Biography of Master Kodo Sawaki
He is considered to be one of the most significant Zen priests of his time for bringing Zen practice into the lives of laypeople  and popularizing the ancient tradition of sewing the kesa. Peter Sloterdijk has called him "one of the most striking Zen masters of recent times. Sawaki was born in Tsu, Mie on June 16, After being discharged in ,  Sawaki became head student at Soshin-ji. He later became a Zen teacher, and during the s he served as a professor at Komazawa University. Sawaki died on December 21, , at Antaiji.
Born in and orphaned in early childhood, Sawaki ran away from his caretaker at the age of 16 to become a monk.
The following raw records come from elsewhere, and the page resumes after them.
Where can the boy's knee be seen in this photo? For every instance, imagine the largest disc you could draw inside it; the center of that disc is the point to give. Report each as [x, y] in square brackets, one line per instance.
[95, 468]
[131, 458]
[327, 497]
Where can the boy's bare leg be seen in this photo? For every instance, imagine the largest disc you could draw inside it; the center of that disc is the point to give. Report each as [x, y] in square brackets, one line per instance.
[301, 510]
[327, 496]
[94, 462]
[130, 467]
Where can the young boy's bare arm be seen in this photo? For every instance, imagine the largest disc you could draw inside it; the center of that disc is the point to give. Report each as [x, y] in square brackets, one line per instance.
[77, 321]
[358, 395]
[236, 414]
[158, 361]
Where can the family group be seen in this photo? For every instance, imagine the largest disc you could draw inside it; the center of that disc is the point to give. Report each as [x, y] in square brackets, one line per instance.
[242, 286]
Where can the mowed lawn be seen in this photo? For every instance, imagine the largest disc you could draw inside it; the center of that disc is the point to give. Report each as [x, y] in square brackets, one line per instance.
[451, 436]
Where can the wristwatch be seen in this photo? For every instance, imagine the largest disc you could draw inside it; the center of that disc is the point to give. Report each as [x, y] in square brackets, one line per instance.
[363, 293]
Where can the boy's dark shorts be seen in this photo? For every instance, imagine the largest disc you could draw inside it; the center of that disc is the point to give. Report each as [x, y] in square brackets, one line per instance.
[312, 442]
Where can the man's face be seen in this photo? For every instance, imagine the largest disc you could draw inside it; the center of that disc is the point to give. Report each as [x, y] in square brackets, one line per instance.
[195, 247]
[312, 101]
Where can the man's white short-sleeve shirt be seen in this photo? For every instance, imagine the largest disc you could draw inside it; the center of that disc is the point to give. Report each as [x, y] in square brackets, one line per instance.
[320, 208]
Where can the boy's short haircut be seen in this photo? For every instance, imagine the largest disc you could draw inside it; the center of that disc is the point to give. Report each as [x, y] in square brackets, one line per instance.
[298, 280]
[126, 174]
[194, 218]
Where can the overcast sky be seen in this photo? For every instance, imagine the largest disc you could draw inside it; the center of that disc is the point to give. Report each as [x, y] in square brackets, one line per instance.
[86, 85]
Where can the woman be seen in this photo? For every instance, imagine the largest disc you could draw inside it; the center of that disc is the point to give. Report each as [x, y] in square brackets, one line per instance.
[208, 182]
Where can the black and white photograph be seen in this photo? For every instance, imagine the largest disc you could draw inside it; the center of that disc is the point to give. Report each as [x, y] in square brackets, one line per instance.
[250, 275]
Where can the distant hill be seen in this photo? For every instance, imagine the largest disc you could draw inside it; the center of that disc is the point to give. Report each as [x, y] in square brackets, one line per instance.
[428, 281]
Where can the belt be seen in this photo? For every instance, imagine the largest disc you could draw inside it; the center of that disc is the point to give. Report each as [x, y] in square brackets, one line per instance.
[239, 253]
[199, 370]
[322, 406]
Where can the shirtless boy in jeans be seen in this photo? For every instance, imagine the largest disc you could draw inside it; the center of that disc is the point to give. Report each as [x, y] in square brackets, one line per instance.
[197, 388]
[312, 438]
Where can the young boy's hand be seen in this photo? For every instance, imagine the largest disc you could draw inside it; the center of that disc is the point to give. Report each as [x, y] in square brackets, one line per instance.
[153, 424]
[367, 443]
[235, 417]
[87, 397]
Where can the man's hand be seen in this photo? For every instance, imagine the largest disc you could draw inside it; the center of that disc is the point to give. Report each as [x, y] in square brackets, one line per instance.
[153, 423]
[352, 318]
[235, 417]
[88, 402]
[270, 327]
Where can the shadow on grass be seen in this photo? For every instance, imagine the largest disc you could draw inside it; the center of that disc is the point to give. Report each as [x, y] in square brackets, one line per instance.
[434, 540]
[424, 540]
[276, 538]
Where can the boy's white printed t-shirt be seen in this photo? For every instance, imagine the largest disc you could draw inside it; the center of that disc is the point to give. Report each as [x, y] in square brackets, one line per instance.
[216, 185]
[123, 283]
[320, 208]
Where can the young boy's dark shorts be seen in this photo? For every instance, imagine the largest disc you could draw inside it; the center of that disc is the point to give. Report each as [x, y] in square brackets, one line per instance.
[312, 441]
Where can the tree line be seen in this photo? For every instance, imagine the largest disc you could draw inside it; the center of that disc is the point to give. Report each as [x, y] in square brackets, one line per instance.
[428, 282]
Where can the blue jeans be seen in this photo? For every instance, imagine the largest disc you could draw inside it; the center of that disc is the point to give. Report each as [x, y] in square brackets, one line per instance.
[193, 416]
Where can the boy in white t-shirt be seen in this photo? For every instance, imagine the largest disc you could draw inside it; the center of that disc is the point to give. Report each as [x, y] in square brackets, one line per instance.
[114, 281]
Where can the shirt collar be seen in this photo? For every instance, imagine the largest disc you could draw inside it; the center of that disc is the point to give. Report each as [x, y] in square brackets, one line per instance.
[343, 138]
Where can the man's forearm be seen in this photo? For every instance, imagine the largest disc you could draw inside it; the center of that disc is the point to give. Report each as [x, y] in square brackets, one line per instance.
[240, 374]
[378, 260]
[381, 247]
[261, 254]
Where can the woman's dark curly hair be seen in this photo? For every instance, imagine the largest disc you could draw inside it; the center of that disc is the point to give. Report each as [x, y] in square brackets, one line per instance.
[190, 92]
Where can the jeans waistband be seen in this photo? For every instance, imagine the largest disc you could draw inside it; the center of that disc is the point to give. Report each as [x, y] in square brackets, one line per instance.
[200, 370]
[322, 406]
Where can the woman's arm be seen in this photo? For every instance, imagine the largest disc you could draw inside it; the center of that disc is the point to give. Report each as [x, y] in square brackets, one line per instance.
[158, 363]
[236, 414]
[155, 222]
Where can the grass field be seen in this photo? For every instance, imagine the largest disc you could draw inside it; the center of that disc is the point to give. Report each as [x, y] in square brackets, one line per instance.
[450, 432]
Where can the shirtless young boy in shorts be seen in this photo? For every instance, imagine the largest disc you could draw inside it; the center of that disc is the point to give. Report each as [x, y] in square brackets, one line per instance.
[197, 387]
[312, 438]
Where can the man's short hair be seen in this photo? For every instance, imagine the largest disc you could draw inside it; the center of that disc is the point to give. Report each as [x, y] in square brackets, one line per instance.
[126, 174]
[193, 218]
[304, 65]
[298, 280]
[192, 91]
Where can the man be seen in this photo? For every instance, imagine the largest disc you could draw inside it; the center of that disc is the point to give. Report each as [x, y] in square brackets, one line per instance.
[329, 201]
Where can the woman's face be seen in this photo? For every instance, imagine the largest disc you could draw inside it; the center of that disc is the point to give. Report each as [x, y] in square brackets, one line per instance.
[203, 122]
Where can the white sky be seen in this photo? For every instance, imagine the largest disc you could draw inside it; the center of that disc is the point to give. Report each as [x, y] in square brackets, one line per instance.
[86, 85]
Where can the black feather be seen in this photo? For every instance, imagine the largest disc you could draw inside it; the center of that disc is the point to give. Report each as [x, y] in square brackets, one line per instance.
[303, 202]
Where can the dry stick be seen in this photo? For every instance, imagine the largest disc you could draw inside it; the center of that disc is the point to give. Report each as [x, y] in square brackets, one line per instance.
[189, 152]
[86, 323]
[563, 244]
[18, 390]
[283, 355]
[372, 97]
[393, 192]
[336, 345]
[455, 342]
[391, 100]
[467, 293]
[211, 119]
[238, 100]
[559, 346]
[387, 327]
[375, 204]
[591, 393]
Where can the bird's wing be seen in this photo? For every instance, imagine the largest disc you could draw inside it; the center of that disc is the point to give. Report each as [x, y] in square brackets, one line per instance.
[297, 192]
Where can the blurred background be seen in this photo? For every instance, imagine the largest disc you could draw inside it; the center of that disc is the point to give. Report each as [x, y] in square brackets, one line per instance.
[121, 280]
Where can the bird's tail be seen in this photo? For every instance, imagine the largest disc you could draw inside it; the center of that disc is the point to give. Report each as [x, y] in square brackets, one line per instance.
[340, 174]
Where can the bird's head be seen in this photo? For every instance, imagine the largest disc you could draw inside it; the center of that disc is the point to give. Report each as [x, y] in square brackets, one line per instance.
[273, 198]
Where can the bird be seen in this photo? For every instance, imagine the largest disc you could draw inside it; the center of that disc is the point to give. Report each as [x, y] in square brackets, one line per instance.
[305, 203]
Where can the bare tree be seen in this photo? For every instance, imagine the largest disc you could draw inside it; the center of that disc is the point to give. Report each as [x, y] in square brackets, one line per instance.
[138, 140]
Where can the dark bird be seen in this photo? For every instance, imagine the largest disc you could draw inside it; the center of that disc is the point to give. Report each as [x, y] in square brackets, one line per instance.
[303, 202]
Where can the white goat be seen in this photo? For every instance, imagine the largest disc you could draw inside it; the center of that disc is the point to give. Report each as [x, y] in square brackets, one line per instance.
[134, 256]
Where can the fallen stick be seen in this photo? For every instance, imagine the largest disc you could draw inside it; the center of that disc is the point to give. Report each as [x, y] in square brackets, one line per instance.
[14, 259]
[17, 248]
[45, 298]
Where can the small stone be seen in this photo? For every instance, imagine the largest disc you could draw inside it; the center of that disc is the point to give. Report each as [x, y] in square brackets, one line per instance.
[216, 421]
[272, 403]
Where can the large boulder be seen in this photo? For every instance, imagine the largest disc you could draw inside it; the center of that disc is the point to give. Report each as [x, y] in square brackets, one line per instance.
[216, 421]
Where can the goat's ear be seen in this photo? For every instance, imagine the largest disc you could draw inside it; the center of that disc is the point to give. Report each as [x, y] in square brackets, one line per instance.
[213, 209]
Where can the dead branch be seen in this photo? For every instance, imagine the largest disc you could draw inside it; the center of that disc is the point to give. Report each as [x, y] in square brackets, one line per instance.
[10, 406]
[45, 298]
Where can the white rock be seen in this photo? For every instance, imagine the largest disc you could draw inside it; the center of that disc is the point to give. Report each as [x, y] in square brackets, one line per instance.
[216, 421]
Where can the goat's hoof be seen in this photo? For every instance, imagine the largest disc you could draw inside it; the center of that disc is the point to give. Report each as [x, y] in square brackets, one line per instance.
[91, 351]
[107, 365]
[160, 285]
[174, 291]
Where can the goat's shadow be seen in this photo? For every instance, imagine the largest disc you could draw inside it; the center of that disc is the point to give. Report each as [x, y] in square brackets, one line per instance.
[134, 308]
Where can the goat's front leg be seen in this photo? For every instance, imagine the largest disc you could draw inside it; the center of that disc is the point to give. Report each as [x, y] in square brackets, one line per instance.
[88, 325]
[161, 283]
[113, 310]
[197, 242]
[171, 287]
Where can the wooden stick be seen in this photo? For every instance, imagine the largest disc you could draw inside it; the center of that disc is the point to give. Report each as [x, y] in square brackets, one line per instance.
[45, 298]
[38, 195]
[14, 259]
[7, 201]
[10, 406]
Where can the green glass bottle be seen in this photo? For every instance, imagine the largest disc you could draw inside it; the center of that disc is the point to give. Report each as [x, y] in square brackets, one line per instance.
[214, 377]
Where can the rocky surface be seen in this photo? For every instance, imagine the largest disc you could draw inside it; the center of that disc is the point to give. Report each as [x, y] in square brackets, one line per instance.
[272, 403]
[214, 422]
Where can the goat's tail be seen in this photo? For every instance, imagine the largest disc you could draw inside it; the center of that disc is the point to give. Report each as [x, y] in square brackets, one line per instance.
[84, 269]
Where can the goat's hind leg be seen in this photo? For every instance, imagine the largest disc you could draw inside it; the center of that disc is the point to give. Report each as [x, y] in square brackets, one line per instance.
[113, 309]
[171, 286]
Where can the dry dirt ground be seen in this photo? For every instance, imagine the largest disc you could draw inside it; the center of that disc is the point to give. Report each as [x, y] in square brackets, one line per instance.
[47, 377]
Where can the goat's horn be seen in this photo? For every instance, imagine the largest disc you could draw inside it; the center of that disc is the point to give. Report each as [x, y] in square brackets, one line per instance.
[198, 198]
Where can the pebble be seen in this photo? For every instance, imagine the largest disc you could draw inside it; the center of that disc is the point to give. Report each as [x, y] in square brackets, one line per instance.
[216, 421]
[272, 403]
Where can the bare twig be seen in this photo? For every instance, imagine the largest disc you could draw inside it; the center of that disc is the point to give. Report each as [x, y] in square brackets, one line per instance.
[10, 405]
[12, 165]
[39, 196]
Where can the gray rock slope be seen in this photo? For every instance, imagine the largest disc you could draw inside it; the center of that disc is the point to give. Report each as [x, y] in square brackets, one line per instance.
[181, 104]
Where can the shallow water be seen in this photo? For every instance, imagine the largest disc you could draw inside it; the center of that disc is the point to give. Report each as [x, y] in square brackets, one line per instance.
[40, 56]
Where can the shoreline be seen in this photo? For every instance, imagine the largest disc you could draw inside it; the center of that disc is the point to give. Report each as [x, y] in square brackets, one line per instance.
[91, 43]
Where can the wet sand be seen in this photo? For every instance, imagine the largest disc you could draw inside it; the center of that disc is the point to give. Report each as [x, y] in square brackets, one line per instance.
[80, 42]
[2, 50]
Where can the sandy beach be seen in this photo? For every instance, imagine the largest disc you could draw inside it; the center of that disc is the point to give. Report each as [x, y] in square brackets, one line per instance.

Not long after he was ordained, he was drafted into the Imperial Japanese Army and served during the Russo-Japanese War of — When the war concluded, he returned to his study of Zen, eventually taking responsibility of Antaiji Shichikurin Sanzen Dojo in It has been translated from the Japanese original by Muho Noelke, the current abbot of Antaiji, and Reiho Haasch, a teacher in the lineage.
He is considered to be one of the most significant Zen priests of his time for bringing Zen practice into the lives of laypeople and popularizing the ancient tradition of sewing the kesa. This religious leader article is a stub. You can help Wikiquote by expanding it. Each and every one of us has to live out his own life. Zen ni kike To you Tokyo: Daihorinkaku, Religion means living your own life, completely fresh and new, without being taken in by anyone.